The standard C library functions strtof and strtod have the following signatures:

float strtof(const char *str, char **endptr);
double strtod(const char *str, char **endptr); 

They each decompose the input string, str, into three parts:

  1. An initial, possibly-empty, sequence of whitespace
  2. A "subject sequence" of characters that represent a floating-point value
  3. A "trailing sequence" of characters that are unrecognized (and which do not affect the conversion).

If endptr is not NULL, then *endptr is set to a pointer to the character immediately following the last character that was part of the conversion (in other words, the start of the trailing sequence).

I am wondering: why is endptr, then, a pointer to a non-const char pointer? Isn't *endptr a pointer into a const char string (the input string str)?

回答1:

The reason is simply usability. char * can automatically convert to const char *, but char ** cannot automatically convert to const char **, and the actual type of the pointer (whose address gets passed) used by the calling function is much more likely to be char * than const char *. The reason this automatic conversion is not possible is that there is a non-obvious way it can be used to remove the const qualification through several steps, where each step looks perfectly valid and correct in and of itself. Steve Jessop has provided an example in the comments:

if you could automatically convert char** to const char**, then you could do

char *p;
char **pp = &p;
const char** cp = pp;
*cp = (const char*) "hello";
*p = 'j';.

For const-safety, one of those lines must be illegal, and since the others are all perfectly normal operations, it has to be cp = pp;

A much better approach would have been to define these functions to take void * in place of char **. Both char ** and const char ** can automatically convert to void *. (The stricken text was actually a very bad idea; not only does it prevent any type checking, but C actually forbids objects of type char * and const char * to alias.) Alternatively, these functions could have taken a ptrdiff_t * or size_t * argument in which to store the offset of the end, rather than a pointer to it. This is often more useful anyway.

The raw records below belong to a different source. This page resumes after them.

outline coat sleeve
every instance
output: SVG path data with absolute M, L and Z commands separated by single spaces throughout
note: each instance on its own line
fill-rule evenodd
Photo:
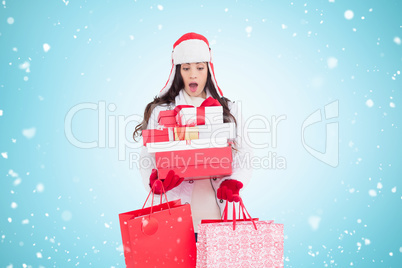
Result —
M 238 110 L 237 103 L 230 104 L 230 113 L 236 118 L 237 123 L 235 139 L 236 150 L 232 150 L 232 174 L 230 176 L 212 180 L 212 185 L 215 191 L 218 190 L 223 181 L 228 179 L 241 181 L 243 183 L 243 186 L 245 187 L 249 183 L 253 171 L 251 167 L 253 151 L 244 138 L 244 120 L 242 118 L 242 115 L 240 114 L 241 112 Z
M 163 110 L 163 107 L 156 106 L 148 120 L 147 129 L 155 129 L 158 126 L 158 114 Z M 140 152 L 139 170 L 142 177 L 142 182 L 147 192 L 151 190 L 149 187 L 149 177 L 151 176 L 152 169 L 156 168 L 155 156 L 148 153 L 147 147 L 143 146 Z

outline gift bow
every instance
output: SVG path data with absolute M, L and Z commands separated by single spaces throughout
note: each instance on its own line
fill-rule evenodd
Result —
M 210 107 L 210 106 L 221 106 L 221 104 L 219 103 L 219 101 L 217 99 L 214 99 L 212 97 L 208 97 L 207 99 L 205 99 L 200 107 L 194 107 L 193 105 L 177 105 L 174 108 L 174 114 L 175 116 L 179 114 L 179 112 L 181 111 L 181 109 L 183 108 L 197 108 L 196 110 L 196 115 L 197 115 L 197 122 L 196 125 L 205 125 L 205 107 Z M 181 120 L 178 120 L 179 124 Z

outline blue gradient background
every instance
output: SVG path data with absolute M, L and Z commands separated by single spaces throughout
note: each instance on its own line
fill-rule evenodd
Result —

If you like the latter approach, feel free to write such a wrapper around the standard library functions and call your wrapper, so as to keep the rest of your code const-clean and cast-free.



回答2:

Usability. The str argument is marked as const because the input argument will not be modified. If endptr were const, then that would instruct the caller that he should not change data referenced from endptr on output, but often the caller wants to do just that. For example, I may want to null-terminate a string after getting the float out of it:

float StrToFAndTerminate(char *Text) {
    float Num;

    Num = strtof(Text, &Text);
    *Text = '\0';
    return Num;
}

Perfectly reasonable thing to want to do, in some circumstances. Doesn't work if endptr is of type const char **.

Ideally, endptr should be of const-ness matching the actual input const-ness of str, but C provides no way of indicating this through its syntax. (Anders Hejlsberg talks about this when describing why const was left out of C#.)